Interest Rates are the Target
A few weeks ago, CNBC rolled out yet another economist, after the equity markets moved lower to prove they were right again. Every time the market moved higher, another analyst or economist was there to exclaim, markets are overvalued. Fair enough, but I’ve lost track of the narrative. In the Fall 2017, the matra was “no way tax-reform gets passed.” The markets were supposed to head lower. different. Before that it was funding the government among other things.
The only thing that matters is price. We can guess and opine on what catalyst will sink the markets. But, price and what institutions are doing are the only true harbinger of thinigs to come. To put it another way, since insitutions rule the market, where they are placing their trades should be our focus. The size and quantity of block trades and price tell us where to place support and resistance.

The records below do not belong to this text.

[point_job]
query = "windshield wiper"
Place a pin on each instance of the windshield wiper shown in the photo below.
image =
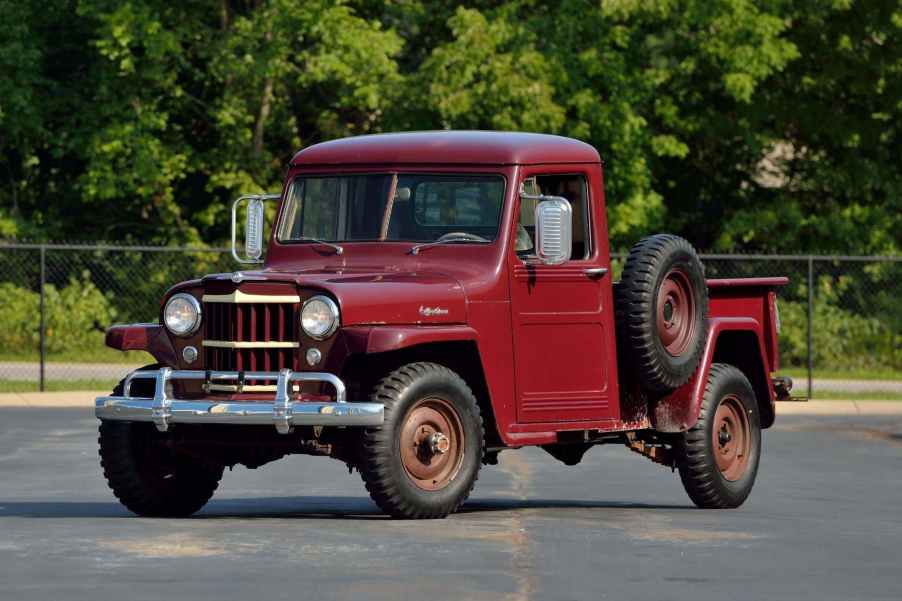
(450, 237)
(338, 249)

Last night, after the market closed, institutions began their trading. 270.00 (+/-) blocks stand out, so the idea is open above on Thursday is bullish and open below is bearish. Simple enough, yet the media is once again repeating the current matra. “It’s about interest rates stupid.” Perhaps it is about rates and perhaps its Congress and the immigration debate, or inflation. WHo the hell knows? We surely do not have all the answers.

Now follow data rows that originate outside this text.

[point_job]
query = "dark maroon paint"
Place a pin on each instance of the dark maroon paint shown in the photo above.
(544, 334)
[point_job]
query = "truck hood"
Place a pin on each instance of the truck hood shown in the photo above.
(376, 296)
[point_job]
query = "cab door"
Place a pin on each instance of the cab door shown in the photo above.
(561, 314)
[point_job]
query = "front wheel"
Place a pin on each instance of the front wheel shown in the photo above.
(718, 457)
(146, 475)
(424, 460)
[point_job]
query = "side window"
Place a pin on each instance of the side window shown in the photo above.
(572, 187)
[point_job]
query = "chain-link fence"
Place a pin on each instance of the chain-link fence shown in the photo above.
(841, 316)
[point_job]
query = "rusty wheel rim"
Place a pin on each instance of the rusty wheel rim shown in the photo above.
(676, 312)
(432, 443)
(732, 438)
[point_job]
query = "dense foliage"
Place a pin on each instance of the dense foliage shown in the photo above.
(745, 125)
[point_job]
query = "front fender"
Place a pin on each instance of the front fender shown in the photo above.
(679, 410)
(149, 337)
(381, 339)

Interest Rates? Or Cycles?
Noise, all of it. All that matters is price. The cycle in the indices and individual sectors all look similar. Price pulled back, bounced and inflected at a new pivot. For now, we see a lower high, but major VBP support does reside just below. This level is important in the short-term. Blocks are below 270.00.
If price action moves below 270.00 then next level 268.50 (+/-) and 258.50 (+/-) would be in play.
While CNBC and Bloomberg continues to scare everyone into watching their programming, price still remians the one benchmark that does not have a bias.